Investors have long been interested in adaptive reuse – the process of repurposing a vacant or underutilized building and converting it into another use. Vacant malls, for example, are now being transformed into medical uses, schools and even housing. And with COVID-19 changing the way we work and travel, savvy investors are now eyeing office buildings and hotels as ripe for redevelopment.
Adaptive reuse offers many advantages to developers over ground-up construction. It’s cheaper – as much as 20% less, according to the Urban Land Institute. It’s also sustainable because there’s less construction required to convert a building than to create a new one. That results in savings on construction materials and energy. And adaptive reuse allows the historic character of a neighborhood to be maintained.
One example of a successful – and creative – adaptive reuse project is 888 Tower, the conversion of a high-rise office building in Santa Ana, California into 148 units of workforce housing by Alliant Strategic, a multifamily real estate investment firm.

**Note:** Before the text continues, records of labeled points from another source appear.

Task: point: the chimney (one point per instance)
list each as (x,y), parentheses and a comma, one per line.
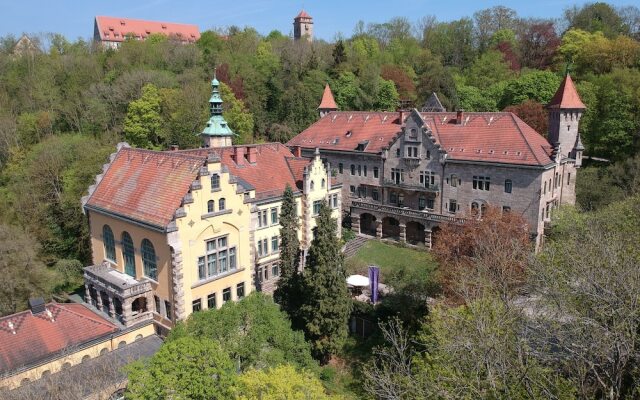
(238,154)
(36,305)
(297,151)
(252,154)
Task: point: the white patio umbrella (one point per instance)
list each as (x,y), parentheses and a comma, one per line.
(358,280)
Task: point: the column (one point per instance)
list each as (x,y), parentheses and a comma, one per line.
(355,224)
(427,238)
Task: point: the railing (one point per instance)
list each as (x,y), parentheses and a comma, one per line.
(405,212)
(432,188)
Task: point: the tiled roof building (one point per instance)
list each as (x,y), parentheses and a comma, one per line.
(112,31)
(405,172)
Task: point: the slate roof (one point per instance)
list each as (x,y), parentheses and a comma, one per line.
(327,99)
(37,337)
(275,167)
(116,29)
(482,137)
(146,186)
(567,96)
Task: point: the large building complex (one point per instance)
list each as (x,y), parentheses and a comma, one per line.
(174,232)
(406,172)
(112,31)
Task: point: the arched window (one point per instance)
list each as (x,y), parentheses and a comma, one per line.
(508,186)
(149,260)
(128,254)
(109,243)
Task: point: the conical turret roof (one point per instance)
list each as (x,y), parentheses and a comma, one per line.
(566,96)
(327,99)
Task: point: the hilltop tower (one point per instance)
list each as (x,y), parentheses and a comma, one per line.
(303,26)
(565,111)
(217,132)
(327,104)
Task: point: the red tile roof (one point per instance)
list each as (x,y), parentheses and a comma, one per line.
(115,29)
(37,337)
(275,166)
(327,99)
(566,96)
(146,186)
(303,14)
(485,137)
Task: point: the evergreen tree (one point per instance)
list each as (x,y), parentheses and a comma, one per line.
(288,293)
(326,303)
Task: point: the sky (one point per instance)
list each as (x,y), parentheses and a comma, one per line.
(75,18)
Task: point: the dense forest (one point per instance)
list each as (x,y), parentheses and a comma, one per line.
(64,104)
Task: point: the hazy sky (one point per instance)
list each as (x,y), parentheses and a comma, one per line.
(74,18)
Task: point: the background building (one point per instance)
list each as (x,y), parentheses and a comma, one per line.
(112,31)
(406,172)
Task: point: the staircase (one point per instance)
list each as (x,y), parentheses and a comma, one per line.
(352,247)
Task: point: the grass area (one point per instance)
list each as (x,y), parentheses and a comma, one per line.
(396,262)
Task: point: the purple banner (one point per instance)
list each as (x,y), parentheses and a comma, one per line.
(374,274)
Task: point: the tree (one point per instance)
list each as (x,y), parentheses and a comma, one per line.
(487,254)
(253,332)
(326,304)
(143,122)
(534,114)
(586,283)
(289,291)
(282,382)
(186,368)
(23,274)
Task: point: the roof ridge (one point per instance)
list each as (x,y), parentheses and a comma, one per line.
(526,140)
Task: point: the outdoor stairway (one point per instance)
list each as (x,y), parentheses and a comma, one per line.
(352,246)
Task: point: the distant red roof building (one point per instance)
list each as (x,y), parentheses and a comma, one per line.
(488,137)
(112,31)
(27,338)
(566,96)
(327,103)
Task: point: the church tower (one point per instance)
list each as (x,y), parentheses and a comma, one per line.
(303,26)
(327,104)
(565,110)
(217,132)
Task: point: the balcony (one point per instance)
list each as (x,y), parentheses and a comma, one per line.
(412,186)
(118,295)
(416,215)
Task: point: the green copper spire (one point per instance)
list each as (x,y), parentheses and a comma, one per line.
(216,126)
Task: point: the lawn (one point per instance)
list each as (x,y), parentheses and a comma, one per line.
(398,264)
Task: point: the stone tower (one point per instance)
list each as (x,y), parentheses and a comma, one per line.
(217,132)
(565,110)
(327,104)
(303,26)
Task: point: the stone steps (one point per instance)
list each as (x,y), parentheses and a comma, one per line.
(352,247)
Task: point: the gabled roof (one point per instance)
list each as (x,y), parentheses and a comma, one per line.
(566,96)
(482,137)
(37,337)
(327,99)
(146,186)
(116,29)
(303,14)
(274,169)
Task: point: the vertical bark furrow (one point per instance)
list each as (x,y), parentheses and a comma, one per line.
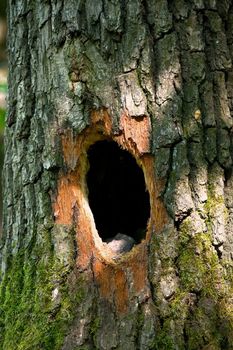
(156,78)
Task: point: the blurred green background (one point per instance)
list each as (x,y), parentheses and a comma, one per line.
(3,88)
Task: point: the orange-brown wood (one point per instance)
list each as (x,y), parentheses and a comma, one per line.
(71,207)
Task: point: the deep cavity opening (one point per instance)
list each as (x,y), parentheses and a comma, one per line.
(117,192)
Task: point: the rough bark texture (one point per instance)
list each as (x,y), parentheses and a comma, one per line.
(157,78)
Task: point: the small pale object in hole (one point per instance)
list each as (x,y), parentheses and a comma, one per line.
(121,243)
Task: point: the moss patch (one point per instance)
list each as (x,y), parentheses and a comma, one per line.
(36,303)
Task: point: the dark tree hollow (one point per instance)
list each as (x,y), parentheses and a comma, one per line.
(117,192)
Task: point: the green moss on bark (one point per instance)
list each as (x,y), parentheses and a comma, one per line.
(36,303)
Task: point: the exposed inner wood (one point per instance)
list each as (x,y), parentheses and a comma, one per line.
(72,206)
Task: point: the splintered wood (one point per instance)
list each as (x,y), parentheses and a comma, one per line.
(121,279)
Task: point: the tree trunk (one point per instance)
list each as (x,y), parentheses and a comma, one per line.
(154,81)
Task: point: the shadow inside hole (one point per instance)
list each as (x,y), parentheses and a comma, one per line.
(117,192)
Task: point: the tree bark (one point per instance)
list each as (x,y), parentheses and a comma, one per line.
(156,78)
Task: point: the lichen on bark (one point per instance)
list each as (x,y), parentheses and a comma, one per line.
(157,79)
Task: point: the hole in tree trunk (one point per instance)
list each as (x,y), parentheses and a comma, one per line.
(117,192)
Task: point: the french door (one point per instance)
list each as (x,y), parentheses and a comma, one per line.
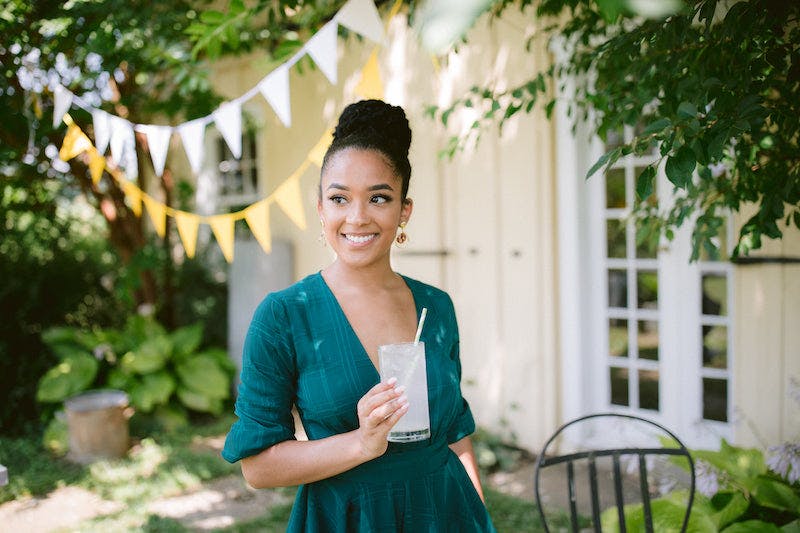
(655,329)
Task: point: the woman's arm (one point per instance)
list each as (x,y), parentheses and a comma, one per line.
(463,449)
(296,462)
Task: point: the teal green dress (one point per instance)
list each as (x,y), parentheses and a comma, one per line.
(300,349)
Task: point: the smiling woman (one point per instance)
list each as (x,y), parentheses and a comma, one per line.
(315,346)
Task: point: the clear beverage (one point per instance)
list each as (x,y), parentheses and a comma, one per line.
(406,362)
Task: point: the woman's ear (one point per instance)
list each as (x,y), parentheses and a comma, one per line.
(408,207)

The 10-story office building was designed in the 1960s by architect Welton Becket, who is also responsible for landmarks such as Hollywood’s Capital Records building and Los Angeles International Airport. In addition to the apartments, the finished project will include a fitness center and yoga studio in the basement, which also houses an old vault from Security Pacific Bank, a prior occupant of the building. There’s also 3,500 square feet of space that will be used as an art gallery for a nearby school of the arts.
The $60 million project is slated to receive a certificate of occupancy this month, and it will deliver much-needed workforce housing – created from a vacant office building.